Curieusement, seule Suzanne Côté-Martin a relevé la demande la plus impossible de Philippe, celle qui aurait dû faire fuir Amélie d’entrée de jeu : «Aide-moi à être». Dans la perspective de Mavrikakis, cela signifiait : sacrifie-toi pour que je renaisse. Et Amélie, braquée, se soustrairait à la demande du génie de lui fournir son coefficient d’être. Côté-Martin, qui a choisi un ton sans brusquerie, amène plutôt son Amélie à déclarer qu’elle ne pourra aider Philippe qu’en tenant le rôle de l’absente. L’écrivain Philippe a structurellement besoin de cette figure manquante : ce vide en lui est ce qui le fait être.

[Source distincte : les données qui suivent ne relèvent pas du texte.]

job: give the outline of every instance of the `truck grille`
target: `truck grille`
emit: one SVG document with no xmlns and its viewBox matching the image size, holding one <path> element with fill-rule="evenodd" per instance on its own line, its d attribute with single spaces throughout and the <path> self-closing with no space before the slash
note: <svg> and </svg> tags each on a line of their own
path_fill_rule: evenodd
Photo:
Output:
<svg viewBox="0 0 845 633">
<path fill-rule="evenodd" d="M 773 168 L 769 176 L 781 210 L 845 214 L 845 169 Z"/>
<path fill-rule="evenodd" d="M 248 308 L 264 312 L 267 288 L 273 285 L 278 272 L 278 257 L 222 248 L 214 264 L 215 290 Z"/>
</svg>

Au même titre que la «Lettre au père» de Kafka, cette lettre dont je doute de l’entière fictionnalité (à moins que nos vies soient d’entrée de jeu des fictions, ce qui est une hypothèse soutenable, mais d’un autre ordre) nous situe sur la frontière entre la morale de l’existence et l’éthique de l’écriture littéraire. On pourra certes épiloguer sur le bien-fondé d’achever ainsi le texte en plan d’un écrivain jusque-là exceptionnel. Mais si l’on accepte d’aborder cette expérience d’écriture en dehors de toute protection narcissique d’une figure autoriale, il en résulte une œuvre riche, une réécriture des Liaisons dangereuses où la parole de Gaétan Soucy ne se trouve pas achevée, mais bien répercutée.

  • Gaétan Soucy, N’oublie pas, s’il te plaît, que je t’aime. Avec la participation de Suzanne Côté-Martin, Pierre Jourde, Catherine Mavrikakis et Sylvain Trudel. Notabilia, 2014, 96 p.